18 KiB
LEGACY DOCUMENTATION
Please see the latest Gaia documentation
Gaia: The Blockstack Storage System
The Blockstack storage system, called "Gaia", is used to host each user's data without requiring users to run their own servers.
Gaia works by hosting data in one or more existing storage systems of the user's choice. These storage systems include cloud storage systems like Dropbox and Google Drive, they include personal servers like an SFTP server or a WebDAV server, and they include decentralized storage systems like BitTorrent or IPFS. The point is, the user gets to choose where their data lives, and Gaia enables applications to access it via a uniform API.

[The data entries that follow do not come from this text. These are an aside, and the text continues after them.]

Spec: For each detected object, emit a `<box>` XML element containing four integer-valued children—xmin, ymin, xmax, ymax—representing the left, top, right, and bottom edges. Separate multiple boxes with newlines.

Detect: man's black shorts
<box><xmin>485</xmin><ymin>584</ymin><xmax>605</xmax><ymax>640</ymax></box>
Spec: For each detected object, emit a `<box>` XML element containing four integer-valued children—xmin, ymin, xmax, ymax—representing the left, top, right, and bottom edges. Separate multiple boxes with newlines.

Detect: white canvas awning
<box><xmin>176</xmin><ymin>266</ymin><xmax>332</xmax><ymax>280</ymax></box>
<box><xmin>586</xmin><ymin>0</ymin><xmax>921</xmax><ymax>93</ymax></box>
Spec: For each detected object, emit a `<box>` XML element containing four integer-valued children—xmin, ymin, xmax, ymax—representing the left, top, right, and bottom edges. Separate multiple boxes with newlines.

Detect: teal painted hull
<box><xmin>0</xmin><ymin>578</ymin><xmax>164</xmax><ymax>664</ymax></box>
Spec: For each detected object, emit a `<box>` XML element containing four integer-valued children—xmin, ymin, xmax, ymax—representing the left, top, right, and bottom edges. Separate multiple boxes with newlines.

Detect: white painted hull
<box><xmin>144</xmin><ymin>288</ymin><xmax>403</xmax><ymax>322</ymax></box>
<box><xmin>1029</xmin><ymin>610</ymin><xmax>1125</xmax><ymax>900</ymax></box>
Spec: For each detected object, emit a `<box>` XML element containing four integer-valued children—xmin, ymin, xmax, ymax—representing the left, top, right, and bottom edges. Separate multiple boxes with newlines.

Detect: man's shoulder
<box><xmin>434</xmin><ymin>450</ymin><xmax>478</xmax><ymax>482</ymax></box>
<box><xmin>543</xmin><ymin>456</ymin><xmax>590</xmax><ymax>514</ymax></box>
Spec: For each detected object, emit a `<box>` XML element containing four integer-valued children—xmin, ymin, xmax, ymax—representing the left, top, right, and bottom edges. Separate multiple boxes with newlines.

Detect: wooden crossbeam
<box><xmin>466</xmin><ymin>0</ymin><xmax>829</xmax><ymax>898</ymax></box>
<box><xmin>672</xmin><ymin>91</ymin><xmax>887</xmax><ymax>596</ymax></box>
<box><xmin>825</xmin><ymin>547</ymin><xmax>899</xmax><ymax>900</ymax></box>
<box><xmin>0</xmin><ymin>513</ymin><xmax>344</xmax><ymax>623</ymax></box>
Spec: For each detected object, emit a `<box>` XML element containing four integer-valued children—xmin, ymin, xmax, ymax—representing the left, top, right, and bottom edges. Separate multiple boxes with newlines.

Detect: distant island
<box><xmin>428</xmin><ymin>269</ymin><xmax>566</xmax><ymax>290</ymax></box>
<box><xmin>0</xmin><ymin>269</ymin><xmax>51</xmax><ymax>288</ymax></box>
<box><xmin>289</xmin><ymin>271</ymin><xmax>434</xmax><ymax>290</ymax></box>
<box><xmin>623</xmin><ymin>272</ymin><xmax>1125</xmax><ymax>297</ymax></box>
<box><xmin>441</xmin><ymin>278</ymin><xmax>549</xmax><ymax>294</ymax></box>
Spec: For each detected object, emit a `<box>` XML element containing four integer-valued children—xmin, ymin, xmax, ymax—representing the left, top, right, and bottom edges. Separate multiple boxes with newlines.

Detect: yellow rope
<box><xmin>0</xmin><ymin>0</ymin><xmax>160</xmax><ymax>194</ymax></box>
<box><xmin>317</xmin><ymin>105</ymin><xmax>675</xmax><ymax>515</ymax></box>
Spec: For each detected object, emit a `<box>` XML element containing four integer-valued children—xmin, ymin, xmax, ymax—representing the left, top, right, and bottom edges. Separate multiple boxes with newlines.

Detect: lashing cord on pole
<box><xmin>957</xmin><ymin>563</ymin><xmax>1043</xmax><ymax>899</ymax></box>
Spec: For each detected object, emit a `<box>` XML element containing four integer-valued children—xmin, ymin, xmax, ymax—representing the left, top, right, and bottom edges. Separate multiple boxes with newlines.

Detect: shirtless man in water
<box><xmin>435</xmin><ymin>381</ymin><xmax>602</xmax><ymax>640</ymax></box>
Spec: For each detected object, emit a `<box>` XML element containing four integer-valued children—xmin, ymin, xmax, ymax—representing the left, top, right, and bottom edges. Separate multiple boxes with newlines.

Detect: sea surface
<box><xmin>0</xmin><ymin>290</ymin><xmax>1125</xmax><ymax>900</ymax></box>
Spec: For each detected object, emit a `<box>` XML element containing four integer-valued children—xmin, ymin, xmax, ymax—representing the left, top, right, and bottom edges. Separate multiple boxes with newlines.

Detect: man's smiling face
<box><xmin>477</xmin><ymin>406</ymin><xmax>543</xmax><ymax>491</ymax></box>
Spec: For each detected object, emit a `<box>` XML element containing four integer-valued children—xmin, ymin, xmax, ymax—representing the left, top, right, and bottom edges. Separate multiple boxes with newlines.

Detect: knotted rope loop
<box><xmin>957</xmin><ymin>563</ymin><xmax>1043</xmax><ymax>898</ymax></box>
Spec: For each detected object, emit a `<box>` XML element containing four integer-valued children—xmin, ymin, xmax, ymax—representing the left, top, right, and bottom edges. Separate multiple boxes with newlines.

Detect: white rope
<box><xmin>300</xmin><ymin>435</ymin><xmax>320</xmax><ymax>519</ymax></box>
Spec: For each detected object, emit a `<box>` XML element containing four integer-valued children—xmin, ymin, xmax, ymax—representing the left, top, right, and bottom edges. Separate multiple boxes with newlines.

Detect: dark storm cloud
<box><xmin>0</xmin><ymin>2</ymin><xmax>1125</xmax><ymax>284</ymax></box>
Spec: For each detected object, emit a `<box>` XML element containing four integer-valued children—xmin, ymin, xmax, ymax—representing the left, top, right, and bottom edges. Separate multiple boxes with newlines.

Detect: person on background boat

A high-level analogy is to compare Gaia to the VFS and block layer in a UNIX operating system kernel, and to compare existing storage systems to block devices. Gaia has "drivers" for each storage system that allow it to load, store, and delete chunks of data via a uniform interface, and it gives applications a familiar API for organizing their data.
Applications interface with Gaia via the Blockstack Core API. Javascript applications connect to Gaia using Blockstack Portal, which helps them bootstrap a secure connection to Blockstack Core.
Datastores
Gaia organizes data into datastores. A datastore is a filesystem-like collection of data that is backed by one or more existing storage systems.
When a user logs into an application, the application will create or connect to
the datastore that holds the user's data. Once connected, it can proceed to
interact with its data via POSIX-like functions: mkdir
, listdir
, rmdir
,
getFile()
, putFile()
, deleteFile
, and stat
.
A datastore has exactly one writer: the user that creates it. However, all data within a datastore is world-readable by default, so other users can see the owner's writes even when the owner is offline. Users manage access controls by encrypting files and directories to make them readable to other specific users. All data in a datastore is signed by a datastore-specific key on write, in order to guarantee that readers only consume authentic data.
The application client handles all of the encryption and signing. The other participants---Blockstack Portal, Blockstack Core, and the storage systems---only ferry data back and forth between application clients.
Data Organization
True to its filesystem inspiration, data in a datastore is organized into a collection of inodes. Each inode has two parts:
-
a header, which contains:
-
the inode type (i.e. file or directory)
-
the inode ID (i.e. a UUID4)
-
the hash of the data it stores
-
the size of the data it stores
-
a signature from the user
-
the version number
-
the ID of the device from which it was sent (see Advanced Topics below)
-
-
a payload, which contains the raw bytes to be stored.
-
For files, this is just the raw bytes.
-
For directories, this is a serialized data structure that lists the names and inode IDs of its children, as well as a copy of the header.
-
The header has a fixed length, and is somewhat small--only a few hundred bytes. The payload can be arbitrarily large.
Data Consistency
The reason for organizing data this way is to make cross-storage system reads efficient, even when there are stale copies of the data available. In this organization, reading an inode's data is a matter of:
-
Fetching all copies of the header
-
Selecting the header with the highest version number
-
Fetching the payload from the storage system that served the latest header.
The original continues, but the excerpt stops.